Philipp Lenssen [PersonRank 10]

17 years ago #

> For example we could actively start using other search
> engines for one day each time google has censored
> something and only use google for searchs like "Censorship
> is bad", "Censorship is evil"

To which search engine do you want to switch? Yahoo, for example, is even worse when it comes to working together with the Chinese government.
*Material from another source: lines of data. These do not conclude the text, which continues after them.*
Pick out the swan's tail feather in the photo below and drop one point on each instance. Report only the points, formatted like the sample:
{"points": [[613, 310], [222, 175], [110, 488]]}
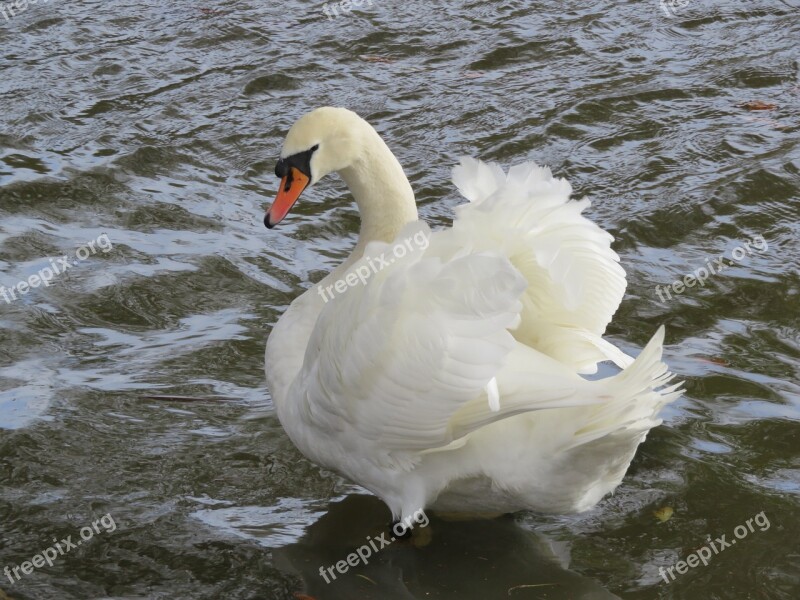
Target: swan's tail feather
{"points": [[634, 397]]}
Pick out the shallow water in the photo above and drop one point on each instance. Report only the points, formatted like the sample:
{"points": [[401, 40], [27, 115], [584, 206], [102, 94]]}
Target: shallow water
{"points": [[158, 124]]}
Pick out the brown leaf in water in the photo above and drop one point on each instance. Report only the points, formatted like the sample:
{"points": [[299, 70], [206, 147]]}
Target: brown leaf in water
{"points": [[757, 105], [664, 513]]}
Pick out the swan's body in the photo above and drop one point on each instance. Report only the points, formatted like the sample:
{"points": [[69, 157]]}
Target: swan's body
{"points": [[450, 378]]}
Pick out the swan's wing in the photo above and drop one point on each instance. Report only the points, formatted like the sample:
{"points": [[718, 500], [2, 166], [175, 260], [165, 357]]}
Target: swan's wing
{"points": [[574, 281], [396, 357]]}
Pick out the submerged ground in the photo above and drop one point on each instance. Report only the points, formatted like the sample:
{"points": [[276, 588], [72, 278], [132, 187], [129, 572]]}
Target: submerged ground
{"points": [[157, 124]]}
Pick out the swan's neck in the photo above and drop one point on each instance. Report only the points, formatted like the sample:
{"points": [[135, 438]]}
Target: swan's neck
{"points": [[382, 192]]}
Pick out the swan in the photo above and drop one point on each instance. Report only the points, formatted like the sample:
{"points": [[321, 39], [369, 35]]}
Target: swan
{"points": [[448, 376]]}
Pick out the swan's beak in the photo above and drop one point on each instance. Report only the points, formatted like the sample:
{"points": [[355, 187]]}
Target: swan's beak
{"points": [[292, 185]]}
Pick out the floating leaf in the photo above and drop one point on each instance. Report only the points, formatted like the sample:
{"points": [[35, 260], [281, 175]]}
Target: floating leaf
{"points": [[664, 513]]}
> Customers of Google AdWords could remove
> the code for a week

A couple of people tried that:

Most of all, I hope Chinese users will always go to, and never to, and in instances where they can do this without getting harmed, communicate their protest over censorship to Google. But they are risking their lifes if they do protest, so in most cases, it's more realistic for those outside of China to spread the word.

Stephan Locher [PersonRank 9]

17 years ago #

I forget always the name but its vivisimo or somtething like this. (Quick google search revealed it's

This is the only competitor known to me which has some inovative ideas in search technology and the result could be better as the ones google is offering.